We compared the performance of the proposed method to the informed LCMV (iLCMV) filter [3], a variant of this filter with the estimated means of the Gaussians as DOA estimates (iMean), and a baseline delay-and-sum beamformer (DSB).

Audio Examples 2 - Measured RIRs, Moving undesired source

These audio examples correspond to the experiment with moving interfering speaker presented in Section VII-C3 in [1]. We use the same database of measured RIRs as above.

This experiment was conducted with RT60 = 0.36 s, with the desired speaker placed at 107 degrees, 2m away from the microphone array. The interfering speaker was subsequently active from positions 1 to 3, as shown in the figure.

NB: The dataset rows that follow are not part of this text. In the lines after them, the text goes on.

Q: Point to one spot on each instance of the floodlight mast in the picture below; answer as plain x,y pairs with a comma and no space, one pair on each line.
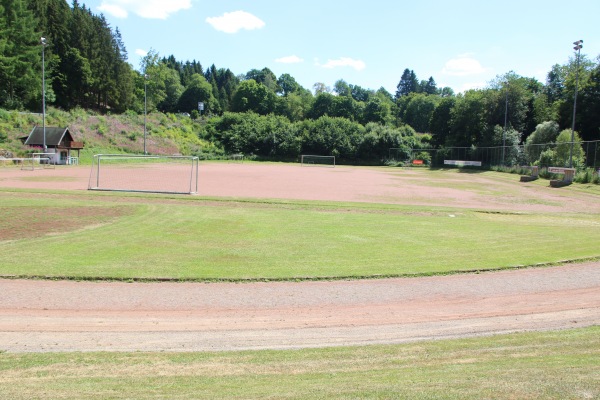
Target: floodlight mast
505,121
43,42
578,45
145,109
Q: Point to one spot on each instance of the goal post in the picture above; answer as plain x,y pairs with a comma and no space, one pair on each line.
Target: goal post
236,158
138,173
38,161
312,160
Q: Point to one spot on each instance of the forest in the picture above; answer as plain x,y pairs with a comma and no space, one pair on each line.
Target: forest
256,112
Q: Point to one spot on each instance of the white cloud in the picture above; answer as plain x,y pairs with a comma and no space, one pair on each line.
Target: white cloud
113,9
358,65
234,21
152,9
463,66
471,85
289,60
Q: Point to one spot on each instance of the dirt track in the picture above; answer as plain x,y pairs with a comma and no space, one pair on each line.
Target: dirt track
78,316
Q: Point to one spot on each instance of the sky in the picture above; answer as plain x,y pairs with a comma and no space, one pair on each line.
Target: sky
462,44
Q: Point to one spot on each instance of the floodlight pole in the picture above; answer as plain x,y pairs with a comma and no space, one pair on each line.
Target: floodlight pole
578,45
145,109
505,121
43,42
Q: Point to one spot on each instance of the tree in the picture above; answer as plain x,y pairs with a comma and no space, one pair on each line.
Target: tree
564,147
376,110
173,91
541,139
253,96
198,90
408,84
320,87
419,110
588,106
468,119
429,86
20,56
287,84
341,88
439,124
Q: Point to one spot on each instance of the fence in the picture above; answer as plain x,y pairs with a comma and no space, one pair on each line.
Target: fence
585,154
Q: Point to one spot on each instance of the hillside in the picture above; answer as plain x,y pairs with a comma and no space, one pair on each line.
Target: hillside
166,134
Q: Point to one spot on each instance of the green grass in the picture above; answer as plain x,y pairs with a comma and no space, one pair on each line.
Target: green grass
542,365
193,238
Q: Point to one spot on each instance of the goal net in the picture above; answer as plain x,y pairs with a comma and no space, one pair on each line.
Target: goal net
153,174
38,161
236,158
323,161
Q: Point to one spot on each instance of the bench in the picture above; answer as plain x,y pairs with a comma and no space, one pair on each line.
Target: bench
567,173
461,163
533,173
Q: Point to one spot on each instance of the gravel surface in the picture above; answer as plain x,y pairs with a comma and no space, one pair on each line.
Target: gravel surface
42,316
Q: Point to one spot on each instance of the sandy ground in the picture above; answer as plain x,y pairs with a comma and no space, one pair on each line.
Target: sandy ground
37,316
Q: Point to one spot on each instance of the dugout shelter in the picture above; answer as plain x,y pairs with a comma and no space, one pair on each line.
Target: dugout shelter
61,147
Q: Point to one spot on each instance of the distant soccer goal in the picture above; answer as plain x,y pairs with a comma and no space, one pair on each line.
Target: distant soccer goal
153,174
323,161
38,161
237,158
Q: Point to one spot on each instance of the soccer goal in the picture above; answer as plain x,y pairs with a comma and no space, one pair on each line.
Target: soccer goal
38,161
153,174
323,161
237,158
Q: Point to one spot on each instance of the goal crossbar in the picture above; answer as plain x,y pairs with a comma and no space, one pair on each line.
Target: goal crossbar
315,160
148,174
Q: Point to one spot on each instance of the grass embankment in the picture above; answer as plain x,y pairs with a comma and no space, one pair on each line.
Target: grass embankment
123,237
546,365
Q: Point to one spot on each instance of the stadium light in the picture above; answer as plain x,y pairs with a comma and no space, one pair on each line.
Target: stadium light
145,110
43,42
578,45
505,121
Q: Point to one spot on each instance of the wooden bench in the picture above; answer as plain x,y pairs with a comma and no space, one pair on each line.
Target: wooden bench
461,163
567,173
533,173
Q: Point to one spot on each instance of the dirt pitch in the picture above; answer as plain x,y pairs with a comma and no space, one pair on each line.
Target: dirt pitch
37,316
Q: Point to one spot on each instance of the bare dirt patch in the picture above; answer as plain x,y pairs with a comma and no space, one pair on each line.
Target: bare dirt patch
29,222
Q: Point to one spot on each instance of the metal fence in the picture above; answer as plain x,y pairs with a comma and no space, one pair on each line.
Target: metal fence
584,154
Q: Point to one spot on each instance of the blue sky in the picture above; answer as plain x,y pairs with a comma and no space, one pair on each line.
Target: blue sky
463,44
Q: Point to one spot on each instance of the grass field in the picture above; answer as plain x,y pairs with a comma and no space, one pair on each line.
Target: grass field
78,235
122,237
545,365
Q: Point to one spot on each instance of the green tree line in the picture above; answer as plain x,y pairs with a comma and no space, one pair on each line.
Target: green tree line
86,67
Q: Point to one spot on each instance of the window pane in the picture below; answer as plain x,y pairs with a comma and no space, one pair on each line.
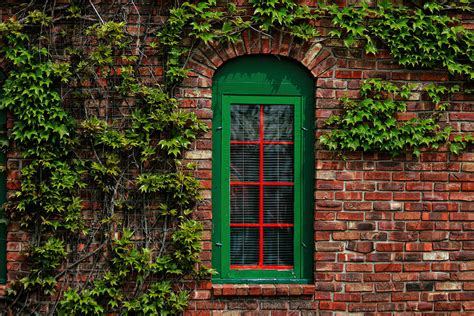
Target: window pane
244,246
278,204
278,123
278,246
278,163
244,122
244,163
244,204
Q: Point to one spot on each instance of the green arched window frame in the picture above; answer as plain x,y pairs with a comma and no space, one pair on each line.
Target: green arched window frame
264,80
3,190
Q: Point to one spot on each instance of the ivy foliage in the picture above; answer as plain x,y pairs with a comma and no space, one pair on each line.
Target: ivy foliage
286,15
135,230
136,168
425,37
371,125
202,23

The same spatial filters as above were compared.

G_moving

Audio Examples 3 - Measured RIRs, Two undesired sources

These audio examples correspond to the experiment with two interfering speakers presented in Section VII-C4 in [1]. We use the same database of measured RIRs as above.

This experiment was conducted with RT60 = 0.36 s, with the desired speaker placed at 107 degrees, 2m away from the microphone array. The interfering speakers were simultaneously active from positions 1 and 2, in the above figure.

The same spatial filters as above were compared.

References

  1. S. Chakrabarty, and E.A.P. Habets, "A Bayesian Approach to Informed Spatial Filtering with Robustness Against DOA Estimation Errors", submitted to IEEE/ACM Transactions on Audio, Speech, and Language Processing.

  2. E. Hadad, F. Heese, P. Vary, and S. Gannot, "Multichannel audio database in various acoustic environments," in International Workshop on Acoustic Signal Enhancement (IWAENC) 2014.

  3. O. Thiergart and E.A.P. Habets, "An Informed LCMV Filter based on Multiple Instantaneous Direction-of-Arrival Estimates", in IEEE International Conference on Acoustics Speech and Signal Processing (ICASSP) 2013.